There’s an event in the broadcast advertising business called the Upfront, where the networks get everyone together and get their commitments on advertising for the major part of the year. The time that’s left goes into what’s called the scatter market, where advertising spots are more expensive, and the timeslots end up to be what’s left after the upfront.

This arrangement obviously favors the networks over the advertisers — they sell the best spots first for the most money, since everyone is gathered at the upfront, and whomever wants the best spots had better get their wallets out.

There was an interesting phenomenon at this year’s upfront, starting with Johnson & Johnson, the big health care products company that makes everything from Band-Aids to Accuvue contact lenses. J&J decided that they weren’t going to spend one penny of their $500 million annual tv ad budget at the upfront. This was first reported in the Wall Street Journal, then picked up by Ad Age.

&J’s confidence that it can wait until later in the year to commit seems to be another effect of proliferating advertising options and marketers’ increased desire for precise and efficient spending. [Emphasis added]

Proliferating Advertising Options?
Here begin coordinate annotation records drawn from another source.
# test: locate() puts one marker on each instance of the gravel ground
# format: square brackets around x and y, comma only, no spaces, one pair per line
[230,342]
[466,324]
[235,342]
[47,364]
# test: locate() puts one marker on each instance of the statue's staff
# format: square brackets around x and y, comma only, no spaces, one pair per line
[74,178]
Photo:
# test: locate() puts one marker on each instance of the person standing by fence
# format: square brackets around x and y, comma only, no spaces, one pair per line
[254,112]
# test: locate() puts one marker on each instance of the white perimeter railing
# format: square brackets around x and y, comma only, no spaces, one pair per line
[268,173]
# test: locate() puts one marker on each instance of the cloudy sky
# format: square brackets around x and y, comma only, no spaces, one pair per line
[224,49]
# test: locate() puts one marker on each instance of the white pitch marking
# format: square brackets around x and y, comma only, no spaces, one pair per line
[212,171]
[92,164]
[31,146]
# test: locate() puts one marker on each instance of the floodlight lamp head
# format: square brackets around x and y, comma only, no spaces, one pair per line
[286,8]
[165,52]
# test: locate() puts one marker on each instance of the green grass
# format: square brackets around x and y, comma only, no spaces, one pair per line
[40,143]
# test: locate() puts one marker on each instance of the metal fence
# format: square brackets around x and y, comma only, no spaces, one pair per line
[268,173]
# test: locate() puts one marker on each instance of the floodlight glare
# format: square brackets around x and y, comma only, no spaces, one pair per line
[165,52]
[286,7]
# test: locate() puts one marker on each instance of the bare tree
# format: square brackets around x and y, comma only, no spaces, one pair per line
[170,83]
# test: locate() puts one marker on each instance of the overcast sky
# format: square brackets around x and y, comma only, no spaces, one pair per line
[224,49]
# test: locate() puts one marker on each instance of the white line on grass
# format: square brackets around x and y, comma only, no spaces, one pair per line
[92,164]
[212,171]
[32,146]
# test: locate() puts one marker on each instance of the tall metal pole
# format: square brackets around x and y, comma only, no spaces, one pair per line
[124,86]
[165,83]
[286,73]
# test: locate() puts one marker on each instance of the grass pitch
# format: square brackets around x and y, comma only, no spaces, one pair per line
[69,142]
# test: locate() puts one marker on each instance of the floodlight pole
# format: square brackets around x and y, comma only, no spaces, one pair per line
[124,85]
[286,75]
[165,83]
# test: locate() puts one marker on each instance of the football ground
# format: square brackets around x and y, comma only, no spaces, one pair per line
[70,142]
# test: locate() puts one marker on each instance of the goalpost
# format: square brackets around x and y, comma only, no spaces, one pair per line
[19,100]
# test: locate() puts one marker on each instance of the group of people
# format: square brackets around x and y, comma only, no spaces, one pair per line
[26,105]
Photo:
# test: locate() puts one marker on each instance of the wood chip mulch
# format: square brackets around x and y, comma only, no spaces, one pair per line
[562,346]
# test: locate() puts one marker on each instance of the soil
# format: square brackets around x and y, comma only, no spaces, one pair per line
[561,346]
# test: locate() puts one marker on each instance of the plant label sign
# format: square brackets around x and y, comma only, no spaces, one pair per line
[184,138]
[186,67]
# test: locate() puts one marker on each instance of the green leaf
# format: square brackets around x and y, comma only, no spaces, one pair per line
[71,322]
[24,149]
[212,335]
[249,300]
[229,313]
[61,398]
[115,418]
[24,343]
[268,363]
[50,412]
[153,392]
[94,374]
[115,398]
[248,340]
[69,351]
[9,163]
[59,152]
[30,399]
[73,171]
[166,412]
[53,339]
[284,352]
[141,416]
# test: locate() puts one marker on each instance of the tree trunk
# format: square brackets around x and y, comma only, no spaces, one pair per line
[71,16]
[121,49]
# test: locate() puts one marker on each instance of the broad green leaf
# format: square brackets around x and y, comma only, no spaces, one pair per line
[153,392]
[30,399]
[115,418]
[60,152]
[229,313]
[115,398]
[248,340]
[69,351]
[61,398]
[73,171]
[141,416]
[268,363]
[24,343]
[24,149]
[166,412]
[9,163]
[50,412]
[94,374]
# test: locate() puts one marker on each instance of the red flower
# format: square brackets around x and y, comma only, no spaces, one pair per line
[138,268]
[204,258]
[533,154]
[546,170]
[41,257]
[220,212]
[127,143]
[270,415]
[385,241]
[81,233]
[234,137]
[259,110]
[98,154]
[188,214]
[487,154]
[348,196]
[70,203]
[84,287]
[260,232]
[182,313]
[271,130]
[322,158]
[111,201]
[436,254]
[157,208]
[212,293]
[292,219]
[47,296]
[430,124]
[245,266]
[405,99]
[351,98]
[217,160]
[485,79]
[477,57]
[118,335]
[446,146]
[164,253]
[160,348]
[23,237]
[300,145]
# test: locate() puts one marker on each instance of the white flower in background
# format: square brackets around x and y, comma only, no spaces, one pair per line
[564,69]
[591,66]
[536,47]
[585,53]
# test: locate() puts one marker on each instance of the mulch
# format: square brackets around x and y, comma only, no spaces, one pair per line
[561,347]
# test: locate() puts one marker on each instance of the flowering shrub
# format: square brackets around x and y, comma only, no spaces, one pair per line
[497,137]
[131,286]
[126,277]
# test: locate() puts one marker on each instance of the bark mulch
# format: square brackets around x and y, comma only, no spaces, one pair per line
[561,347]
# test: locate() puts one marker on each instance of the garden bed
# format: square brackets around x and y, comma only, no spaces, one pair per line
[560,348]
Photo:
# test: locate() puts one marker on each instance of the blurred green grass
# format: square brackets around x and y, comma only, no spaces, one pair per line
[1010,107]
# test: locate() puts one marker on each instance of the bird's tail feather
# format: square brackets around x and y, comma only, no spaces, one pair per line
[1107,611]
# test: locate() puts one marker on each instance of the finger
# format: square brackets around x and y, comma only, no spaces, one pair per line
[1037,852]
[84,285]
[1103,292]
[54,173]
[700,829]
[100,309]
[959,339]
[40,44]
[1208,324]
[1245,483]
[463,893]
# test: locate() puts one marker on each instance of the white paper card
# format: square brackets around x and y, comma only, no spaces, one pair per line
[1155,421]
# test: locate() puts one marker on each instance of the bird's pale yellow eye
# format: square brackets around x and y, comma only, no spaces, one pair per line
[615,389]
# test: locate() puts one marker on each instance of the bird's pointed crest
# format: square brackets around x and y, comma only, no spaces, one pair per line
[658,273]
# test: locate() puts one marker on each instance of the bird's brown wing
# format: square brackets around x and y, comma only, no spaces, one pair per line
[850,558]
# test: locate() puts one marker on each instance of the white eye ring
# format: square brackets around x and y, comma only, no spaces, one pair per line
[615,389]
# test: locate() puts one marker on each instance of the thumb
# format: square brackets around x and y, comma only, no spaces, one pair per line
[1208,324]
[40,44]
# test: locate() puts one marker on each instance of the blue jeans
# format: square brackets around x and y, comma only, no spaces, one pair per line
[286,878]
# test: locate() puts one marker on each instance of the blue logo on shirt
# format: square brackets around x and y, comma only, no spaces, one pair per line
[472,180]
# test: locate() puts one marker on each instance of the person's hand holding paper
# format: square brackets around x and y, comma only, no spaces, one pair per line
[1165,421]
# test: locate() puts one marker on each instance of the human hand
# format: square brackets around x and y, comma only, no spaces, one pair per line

Hmmm…whatever could that mean?

Coca Cola is doing something similar at this years’ upfront…they are sending people to watch, but not committing to spend any of their $180 million tv ad budget. I don’t know about you, but I am very curious about where they plan to spend their money. Ad Age did not disappoint:

According to people who have spoken with J&J executives, the company plans to shift more of its marketing spending to nontraditional media — 20% or more of the budget, according to one of the executives. The J&J spokesman declined to comment on that, but said: “As the media landscape changes and consumers adopt new media technologies, we do recognize the need to adopt new media communications strategies to connect with our customers. With that in mind we’re working with our partners in broadcasting and advertising to help develop these new approaches. And it’s really important that all of our communications both online and offline are seamless. And we’re working with our partners to synchronize our messaging across media.”

So that means that J&J is going to spend $100 million on what sounds like Internet- and online-based media this year.

It looks like J&J and Coke actually get it. Here’s some more interesting news from Kagan Research, as reported by our friends at Clickz:

The Internet remains the strongest-gaining sector in advertising, averaging 57 percent growth per year over the past 10 years. In 2005, the channel increased by 24 percent. New channels experiencing the most growth last year include satellite radio (235 percent) and interactive TV (116 percent).

Revenues from more traditional channels experienced lower rates of increase. In 2005, total ad revenue, including traditional and interactive channels, grew by 3.9 percent to reach $240 billion. Ad revenues are expected to reach $400 billion by 2015, Kagan finds.

Looks like we’re all in the right business.